/Visual-Relationship-Detection-Using-VTransE-Network-paper

Visual relationships for e.g. person is talking to another person and a clock above the person offer a comprehensive scene. Inspired by the recent advances in relational representation learning of knowledge bases and convolutional object detection networks, we used a Visual Translation Embedding network (VTransE) for visual relation.

Primary LanguagePython

vtranse/STA Tensorflow

visual translation embedding network for visual relation detection, CVPR 2017, tensorflow

Shuffle-Then-Assemble: Learning Object-Agnostic Visual Relationship Features, ECCV, tensorflow

Installation

  1. Install ipython, if you do not have ipython, you can install this tool (strongly recommended: https://ipython.org/install.html)
pip install ipython
  1. Install TensorFlow v1.3.0 or newer type.
pip install tensorflow-gpu==1.3.0

3.Download this repository or clone with Git

git clone https://github.com/yangxuntu/vtranse.git
  1. Install easydict
pip install easydict

Training and Testing Vtranse

1. Download dataset (VRD dataset is used as example)

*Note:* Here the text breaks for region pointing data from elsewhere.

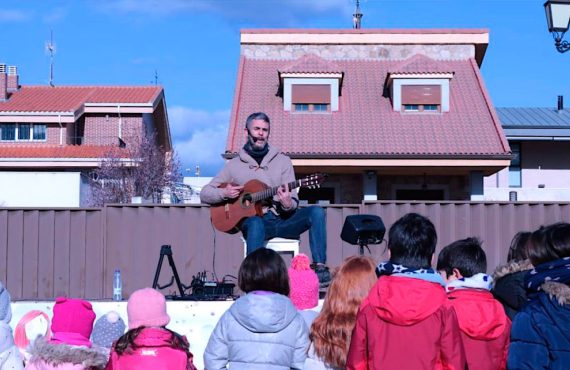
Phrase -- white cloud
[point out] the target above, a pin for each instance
(55, 15)
(199, 138)
(7, 15)
(257, 12)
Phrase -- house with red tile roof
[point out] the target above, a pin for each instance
(51, 132)
(388, 114)
(539, 138)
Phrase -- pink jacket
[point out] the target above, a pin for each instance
(153, 352)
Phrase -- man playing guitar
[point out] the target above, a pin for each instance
(258, 160)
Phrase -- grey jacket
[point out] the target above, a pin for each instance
(275, 169)
(259, 331)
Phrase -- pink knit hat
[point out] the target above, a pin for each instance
(304, 290)
(147, 307)
(72, 321)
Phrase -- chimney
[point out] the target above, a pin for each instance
(3, 83)
(357, 16)
(13, 83)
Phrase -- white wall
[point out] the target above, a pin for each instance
(40, 189)
(194, 319)
(196, 183)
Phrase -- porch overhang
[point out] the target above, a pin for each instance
(401, 166)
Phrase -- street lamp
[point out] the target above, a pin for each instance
(558, 19)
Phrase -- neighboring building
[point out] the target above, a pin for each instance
(196, 183)
(540, 169)
(48, 131)
(388, 114)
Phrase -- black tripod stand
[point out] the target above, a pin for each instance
(166, 250)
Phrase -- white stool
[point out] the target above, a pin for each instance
(279, 245)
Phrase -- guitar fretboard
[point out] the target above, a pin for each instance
(270, 192)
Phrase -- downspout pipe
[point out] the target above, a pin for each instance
(60, 130)
(120, 122)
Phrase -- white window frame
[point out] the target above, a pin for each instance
(17, 132)
(288, 82)
(399, 82)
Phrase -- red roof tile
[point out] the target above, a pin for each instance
(420, 64)
(71, 98)
(310, 63)
(57, 152)
(422, 31)
(366, 125)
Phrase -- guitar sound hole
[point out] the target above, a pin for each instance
(246, 200)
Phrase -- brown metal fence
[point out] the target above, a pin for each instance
(45, 253)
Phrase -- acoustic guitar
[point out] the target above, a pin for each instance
(227, 216)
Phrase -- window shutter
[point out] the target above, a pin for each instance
(421, 94)
(311, 94)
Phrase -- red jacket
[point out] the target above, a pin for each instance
(485, 328)
(406, 323)
(153, 352)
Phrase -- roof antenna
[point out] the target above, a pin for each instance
(155, 77)
(50, 49)
(357, 16)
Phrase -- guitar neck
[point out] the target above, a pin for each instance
(270, 192)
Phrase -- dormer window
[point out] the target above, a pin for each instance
(420, 85)
(426, 95)
(310, 98)
(310, 84)
(310, 95)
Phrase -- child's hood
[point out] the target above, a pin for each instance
(154, 337)
(479, 314)
(264, 313)
(57, 354)
(405, 300)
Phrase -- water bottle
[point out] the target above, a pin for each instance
(117, 286)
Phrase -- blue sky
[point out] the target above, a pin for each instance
(194, 47)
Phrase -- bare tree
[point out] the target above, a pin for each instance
(143, 169)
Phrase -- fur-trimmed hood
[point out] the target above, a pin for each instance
(58, 354)
(558, 291)
(511, 268)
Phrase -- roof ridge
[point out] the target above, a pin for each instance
(487, 99)
(311, 63)
(421, 63)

a). Download the dataset form https://share.weiyun.com/55KK78Y, and the file is named as 'sg_dataset.zip'.

b). Use the following commend to unzip the downloaded data:

unzip sg_dataset.zip -d sg_dataset

c).In the path where you put vtranse folder, use the following commend to make a new folder 'dataset/VRD':

mkdir -p ~/dataset/VRD/json_dataset
mkdir -p ~/dataset/VRD/sg_dataset

d). Move the files in sg_dataset into the created dataset, by using the following commends:

mv sg_dataset/annotations_test.json dataset/VRD/json_dataset
mv sg_dataset/annotations_train.json dataset/VRD/json_dataset
mv sg_dataset/sg_test_images dataset/VRD/sg_dataset
mv sg_dataset/sg_train_images dataset/VRD/sg_dataset

e). Change the root path in file 'vtranse/model/config.py': open this file and find the term '__C.DIR' which is named as '/home/yangxu/rd' to suitable path where you put this vtrase folder.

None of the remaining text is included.